The seam bowler ended his career with 200 first-class dismissals before returning to live in his native Leeds and with Linley’s new business two years in the making, he admitted it was not an easy transition out of the game.
“It has given me something to focus on away from cricket which has helped, but it also has taken away the anxiety of what am I going to do when I finish?
“When you retire it is hard and you do have a bit of an identity crisis, I certainly did. No one ever believes that this is going to happen to them until you get to this stage.”
Receiving support through the PCA’s Personal Development and Welfare Programme is open to every member with the goal to prepare players for a second career whilst improving performances of cricketers through minimising potential distractions during playing careers.
“The PCA have been absolutely fundamental in this project and I can safely say without them this wouldn’t have been possible."
The PCA has been running taster courses for over ten years to provide members with an insight into a career beyond playing professionally. Individual courses are also 50% funded by the PCA up to a maximum of £1,500 per year, something Linley took full advantage of.
“I made the decision while I was still playing of what I wanted to do after finishing my cricket.
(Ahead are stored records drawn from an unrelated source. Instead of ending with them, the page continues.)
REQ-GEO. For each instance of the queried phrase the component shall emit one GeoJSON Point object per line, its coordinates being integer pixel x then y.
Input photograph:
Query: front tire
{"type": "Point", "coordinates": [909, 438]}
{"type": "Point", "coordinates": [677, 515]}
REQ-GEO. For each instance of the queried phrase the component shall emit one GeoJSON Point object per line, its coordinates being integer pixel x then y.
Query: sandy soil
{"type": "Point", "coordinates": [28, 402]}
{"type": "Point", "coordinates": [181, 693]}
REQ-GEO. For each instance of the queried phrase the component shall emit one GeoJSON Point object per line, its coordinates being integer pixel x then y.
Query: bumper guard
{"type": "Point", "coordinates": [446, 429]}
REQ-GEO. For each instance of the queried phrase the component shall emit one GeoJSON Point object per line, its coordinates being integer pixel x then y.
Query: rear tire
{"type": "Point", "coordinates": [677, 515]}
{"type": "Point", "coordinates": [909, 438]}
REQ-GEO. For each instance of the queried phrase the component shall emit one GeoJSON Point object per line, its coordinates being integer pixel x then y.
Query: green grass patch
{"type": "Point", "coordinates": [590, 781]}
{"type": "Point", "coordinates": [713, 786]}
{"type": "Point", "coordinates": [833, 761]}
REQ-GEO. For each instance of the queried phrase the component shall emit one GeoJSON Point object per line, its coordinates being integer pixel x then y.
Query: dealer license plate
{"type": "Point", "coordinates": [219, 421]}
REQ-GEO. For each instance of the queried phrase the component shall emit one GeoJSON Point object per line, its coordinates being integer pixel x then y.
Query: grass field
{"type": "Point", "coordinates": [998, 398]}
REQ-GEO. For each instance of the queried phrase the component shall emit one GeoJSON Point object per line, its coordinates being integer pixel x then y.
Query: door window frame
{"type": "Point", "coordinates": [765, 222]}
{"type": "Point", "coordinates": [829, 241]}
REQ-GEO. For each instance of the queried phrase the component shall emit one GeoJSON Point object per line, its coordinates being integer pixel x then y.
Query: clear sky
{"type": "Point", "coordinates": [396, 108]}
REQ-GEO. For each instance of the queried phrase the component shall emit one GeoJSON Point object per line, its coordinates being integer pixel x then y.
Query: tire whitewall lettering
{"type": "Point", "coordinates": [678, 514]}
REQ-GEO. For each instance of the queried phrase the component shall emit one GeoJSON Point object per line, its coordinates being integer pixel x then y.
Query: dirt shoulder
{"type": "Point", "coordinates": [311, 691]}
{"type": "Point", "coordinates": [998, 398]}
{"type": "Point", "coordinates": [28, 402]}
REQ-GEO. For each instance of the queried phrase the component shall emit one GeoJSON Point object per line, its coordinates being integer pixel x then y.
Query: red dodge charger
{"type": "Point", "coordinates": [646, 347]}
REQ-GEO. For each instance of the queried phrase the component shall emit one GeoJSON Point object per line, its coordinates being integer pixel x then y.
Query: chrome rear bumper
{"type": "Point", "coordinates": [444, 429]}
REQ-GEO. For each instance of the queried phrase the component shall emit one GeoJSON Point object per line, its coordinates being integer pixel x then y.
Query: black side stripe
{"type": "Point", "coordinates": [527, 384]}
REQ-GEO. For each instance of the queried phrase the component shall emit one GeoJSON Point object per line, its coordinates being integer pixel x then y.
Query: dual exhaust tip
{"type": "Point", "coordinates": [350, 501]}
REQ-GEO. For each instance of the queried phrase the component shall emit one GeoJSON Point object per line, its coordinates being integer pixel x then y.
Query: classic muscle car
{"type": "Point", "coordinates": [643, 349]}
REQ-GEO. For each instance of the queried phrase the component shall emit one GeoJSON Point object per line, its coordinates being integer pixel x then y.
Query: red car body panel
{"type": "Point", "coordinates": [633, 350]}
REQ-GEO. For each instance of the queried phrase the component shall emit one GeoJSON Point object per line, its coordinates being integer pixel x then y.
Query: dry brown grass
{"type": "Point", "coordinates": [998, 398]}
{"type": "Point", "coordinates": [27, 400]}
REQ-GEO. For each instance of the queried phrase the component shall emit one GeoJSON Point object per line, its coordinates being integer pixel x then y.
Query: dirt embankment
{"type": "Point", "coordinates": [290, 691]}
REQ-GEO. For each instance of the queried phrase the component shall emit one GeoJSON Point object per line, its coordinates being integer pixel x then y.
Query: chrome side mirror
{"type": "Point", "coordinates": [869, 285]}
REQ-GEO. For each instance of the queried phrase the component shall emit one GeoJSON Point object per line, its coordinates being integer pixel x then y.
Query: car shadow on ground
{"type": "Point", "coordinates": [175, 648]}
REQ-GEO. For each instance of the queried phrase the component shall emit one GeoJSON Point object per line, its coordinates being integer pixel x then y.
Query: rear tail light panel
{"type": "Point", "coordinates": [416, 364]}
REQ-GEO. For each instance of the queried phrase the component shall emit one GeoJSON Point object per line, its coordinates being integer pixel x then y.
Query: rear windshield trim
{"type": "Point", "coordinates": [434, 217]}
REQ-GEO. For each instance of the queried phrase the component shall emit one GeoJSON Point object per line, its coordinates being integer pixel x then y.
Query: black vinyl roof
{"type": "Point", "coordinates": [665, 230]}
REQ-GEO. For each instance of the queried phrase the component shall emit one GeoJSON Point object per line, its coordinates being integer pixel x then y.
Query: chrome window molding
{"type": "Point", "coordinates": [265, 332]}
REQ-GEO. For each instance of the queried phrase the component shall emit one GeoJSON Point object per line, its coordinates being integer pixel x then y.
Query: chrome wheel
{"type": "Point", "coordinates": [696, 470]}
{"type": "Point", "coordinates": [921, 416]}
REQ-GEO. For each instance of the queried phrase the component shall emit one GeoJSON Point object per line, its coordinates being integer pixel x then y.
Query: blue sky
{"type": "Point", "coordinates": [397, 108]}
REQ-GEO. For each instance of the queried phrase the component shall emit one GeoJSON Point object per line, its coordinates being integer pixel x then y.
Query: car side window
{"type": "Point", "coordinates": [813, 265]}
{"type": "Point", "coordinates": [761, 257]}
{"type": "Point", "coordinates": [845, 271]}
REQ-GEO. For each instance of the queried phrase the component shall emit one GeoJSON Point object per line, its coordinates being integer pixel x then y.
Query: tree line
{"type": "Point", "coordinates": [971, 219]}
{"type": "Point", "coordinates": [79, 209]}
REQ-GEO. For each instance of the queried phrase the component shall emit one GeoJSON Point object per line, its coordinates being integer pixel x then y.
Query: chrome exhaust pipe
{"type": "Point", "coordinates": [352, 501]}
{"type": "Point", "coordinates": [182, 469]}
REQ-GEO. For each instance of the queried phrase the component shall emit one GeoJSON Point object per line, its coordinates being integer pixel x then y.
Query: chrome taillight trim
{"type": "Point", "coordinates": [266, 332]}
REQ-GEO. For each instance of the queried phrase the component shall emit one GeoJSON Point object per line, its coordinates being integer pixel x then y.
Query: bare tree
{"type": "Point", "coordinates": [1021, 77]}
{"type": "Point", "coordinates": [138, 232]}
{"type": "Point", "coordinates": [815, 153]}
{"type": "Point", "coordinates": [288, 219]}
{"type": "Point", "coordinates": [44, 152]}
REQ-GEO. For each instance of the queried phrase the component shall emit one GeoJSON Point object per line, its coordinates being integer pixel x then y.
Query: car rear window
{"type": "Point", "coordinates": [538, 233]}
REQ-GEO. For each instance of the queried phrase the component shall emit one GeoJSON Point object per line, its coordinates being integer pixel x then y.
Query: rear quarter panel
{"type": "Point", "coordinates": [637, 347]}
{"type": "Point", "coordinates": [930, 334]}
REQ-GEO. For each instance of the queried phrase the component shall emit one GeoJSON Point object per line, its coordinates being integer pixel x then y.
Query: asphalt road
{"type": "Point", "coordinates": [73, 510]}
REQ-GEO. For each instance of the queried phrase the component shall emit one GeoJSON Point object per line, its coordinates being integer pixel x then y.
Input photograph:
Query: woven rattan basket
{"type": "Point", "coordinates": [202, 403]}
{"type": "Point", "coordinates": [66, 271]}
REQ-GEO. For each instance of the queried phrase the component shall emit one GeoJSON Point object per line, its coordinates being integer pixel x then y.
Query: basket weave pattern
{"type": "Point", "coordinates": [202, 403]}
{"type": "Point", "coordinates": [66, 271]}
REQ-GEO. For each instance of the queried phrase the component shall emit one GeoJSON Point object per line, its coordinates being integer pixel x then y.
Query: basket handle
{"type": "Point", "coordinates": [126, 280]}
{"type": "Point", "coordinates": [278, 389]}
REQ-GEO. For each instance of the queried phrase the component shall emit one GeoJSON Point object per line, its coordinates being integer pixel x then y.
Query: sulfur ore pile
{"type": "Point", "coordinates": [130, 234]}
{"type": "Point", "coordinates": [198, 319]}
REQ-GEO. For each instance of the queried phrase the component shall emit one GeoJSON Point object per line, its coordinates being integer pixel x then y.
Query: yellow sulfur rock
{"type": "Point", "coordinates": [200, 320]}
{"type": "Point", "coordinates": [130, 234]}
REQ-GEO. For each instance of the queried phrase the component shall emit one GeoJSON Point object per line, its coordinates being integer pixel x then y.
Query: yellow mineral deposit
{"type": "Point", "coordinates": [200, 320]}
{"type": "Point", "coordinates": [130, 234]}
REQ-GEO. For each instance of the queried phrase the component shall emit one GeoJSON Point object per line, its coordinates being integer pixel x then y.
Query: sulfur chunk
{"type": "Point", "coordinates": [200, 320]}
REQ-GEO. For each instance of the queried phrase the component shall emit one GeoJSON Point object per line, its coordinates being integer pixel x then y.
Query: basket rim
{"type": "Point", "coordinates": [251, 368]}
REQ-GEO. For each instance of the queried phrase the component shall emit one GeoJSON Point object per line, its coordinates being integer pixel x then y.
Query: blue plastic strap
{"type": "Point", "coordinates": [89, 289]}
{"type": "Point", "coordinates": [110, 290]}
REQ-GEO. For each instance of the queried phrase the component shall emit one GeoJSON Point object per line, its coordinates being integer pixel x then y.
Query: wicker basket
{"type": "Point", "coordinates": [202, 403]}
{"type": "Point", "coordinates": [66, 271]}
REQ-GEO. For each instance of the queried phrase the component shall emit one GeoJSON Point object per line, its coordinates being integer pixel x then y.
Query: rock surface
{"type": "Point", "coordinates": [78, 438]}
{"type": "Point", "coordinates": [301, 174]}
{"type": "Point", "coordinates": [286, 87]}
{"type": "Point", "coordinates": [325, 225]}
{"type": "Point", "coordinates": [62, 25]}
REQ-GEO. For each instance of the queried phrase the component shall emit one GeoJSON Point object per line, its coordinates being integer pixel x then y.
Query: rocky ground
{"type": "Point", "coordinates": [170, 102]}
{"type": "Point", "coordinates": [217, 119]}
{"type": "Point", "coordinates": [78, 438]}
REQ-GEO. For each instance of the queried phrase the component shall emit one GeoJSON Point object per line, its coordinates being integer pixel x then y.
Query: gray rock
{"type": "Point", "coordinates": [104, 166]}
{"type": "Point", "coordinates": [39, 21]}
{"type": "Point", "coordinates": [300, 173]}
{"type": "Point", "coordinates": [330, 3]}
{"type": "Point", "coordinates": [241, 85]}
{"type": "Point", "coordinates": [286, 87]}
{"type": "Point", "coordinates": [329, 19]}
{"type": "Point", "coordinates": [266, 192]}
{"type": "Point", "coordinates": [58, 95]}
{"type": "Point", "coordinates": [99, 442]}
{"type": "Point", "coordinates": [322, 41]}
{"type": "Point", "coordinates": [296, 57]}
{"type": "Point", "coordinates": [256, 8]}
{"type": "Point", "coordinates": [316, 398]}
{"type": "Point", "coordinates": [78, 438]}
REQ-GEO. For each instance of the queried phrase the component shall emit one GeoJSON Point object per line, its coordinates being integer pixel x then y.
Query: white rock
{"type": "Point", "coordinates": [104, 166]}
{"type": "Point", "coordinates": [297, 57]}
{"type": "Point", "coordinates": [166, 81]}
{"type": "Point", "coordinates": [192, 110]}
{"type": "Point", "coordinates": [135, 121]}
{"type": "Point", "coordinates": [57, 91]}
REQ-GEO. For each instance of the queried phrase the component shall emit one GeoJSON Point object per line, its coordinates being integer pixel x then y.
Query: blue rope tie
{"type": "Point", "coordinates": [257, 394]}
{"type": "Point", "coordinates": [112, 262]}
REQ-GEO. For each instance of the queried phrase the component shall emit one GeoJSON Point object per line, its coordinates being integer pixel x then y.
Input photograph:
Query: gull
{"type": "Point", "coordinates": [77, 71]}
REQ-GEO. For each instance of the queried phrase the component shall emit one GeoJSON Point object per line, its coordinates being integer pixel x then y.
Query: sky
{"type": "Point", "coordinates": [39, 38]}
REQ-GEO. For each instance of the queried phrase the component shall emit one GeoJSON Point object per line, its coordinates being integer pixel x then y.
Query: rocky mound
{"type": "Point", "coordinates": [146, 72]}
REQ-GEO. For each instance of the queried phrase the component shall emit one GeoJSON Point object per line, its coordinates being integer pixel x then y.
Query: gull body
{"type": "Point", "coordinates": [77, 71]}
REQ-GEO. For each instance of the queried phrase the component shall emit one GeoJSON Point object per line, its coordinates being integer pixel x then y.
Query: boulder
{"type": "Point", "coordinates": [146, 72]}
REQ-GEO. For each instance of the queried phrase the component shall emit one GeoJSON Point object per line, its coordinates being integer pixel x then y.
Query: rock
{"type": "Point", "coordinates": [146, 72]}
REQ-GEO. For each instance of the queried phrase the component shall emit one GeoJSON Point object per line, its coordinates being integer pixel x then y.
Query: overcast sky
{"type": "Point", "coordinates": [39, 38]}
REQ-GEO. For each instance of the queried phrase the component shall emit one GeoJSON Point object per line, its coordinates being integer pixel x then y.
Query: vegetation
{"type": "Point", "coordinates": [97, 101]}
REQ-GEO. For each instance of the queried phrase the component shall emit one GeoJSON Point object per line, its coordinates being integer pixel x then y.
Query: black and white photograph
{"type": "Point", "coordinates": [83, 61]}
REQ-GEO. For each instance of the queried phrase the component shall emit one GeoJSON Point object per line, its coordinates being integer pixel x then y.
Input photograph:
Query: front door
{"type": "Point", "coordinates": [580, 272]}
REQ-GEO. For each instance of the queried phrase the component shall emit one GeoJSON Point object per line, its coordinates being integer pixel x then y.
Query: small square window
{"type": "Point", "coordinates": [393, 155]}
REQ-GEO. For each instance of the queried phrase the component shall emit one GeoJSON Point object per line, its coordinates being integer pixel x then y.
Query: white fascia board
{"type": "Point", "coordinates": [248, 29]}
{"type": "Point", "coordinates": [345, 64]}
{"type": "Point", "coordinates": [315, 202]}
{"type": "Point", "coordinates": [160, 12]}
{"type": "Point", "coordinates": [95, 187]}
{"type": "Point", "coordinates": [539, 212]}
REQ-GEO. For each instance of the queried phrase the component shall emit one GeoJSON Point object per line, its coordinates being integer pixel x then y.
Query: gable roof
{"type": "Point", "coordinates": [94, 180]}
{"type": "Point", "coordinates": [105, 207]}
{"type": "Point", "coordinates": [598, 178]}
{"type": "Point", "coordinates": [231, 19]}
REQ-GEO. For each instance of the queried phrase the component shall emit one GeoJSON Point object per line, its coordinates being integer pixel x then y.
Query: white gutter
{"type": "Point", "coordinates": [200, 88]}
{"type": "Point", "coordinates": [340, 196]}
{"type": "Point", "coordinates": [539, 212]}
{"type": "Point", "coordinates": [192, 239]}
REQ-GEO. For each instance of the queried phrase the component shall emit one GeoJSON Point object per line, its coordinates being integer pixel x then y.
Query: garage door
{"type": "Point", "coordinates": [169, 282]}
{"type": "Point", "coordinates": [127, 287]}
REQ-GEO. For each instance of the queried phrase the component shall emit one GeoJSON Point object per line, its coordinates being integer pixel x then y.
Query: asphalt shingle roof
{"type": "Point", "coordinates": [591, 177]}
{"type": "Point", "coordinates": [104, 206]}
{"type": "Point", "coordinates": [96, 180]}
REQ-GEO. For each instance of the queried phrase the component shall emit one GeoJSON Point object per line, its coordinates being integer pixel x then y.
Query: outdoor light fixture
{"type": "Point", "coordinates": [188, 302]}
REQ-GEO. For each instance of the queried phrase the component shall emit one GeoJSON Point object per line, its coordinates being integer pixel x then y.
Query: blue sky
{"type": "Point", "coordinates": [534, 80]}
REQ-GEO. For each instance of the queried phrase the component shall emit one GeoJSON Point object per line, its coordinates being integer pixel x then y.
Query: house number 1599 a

I started training through the PCA with some barista courses and some financial accounting courses.
“The PCA have given me all sorts of help throughout my career, on the cricketing side I was always tapping into what was on offer. Specifically, with this project there was a Scholarship Award and as the winner I was given £2,500 which has gone into helping build this project and all my courses have been part funded by the PCA.
“I used to be able to bowl a ball in a small area and that was my skill which was great, but actually I’ve got a lot more skills to offer.”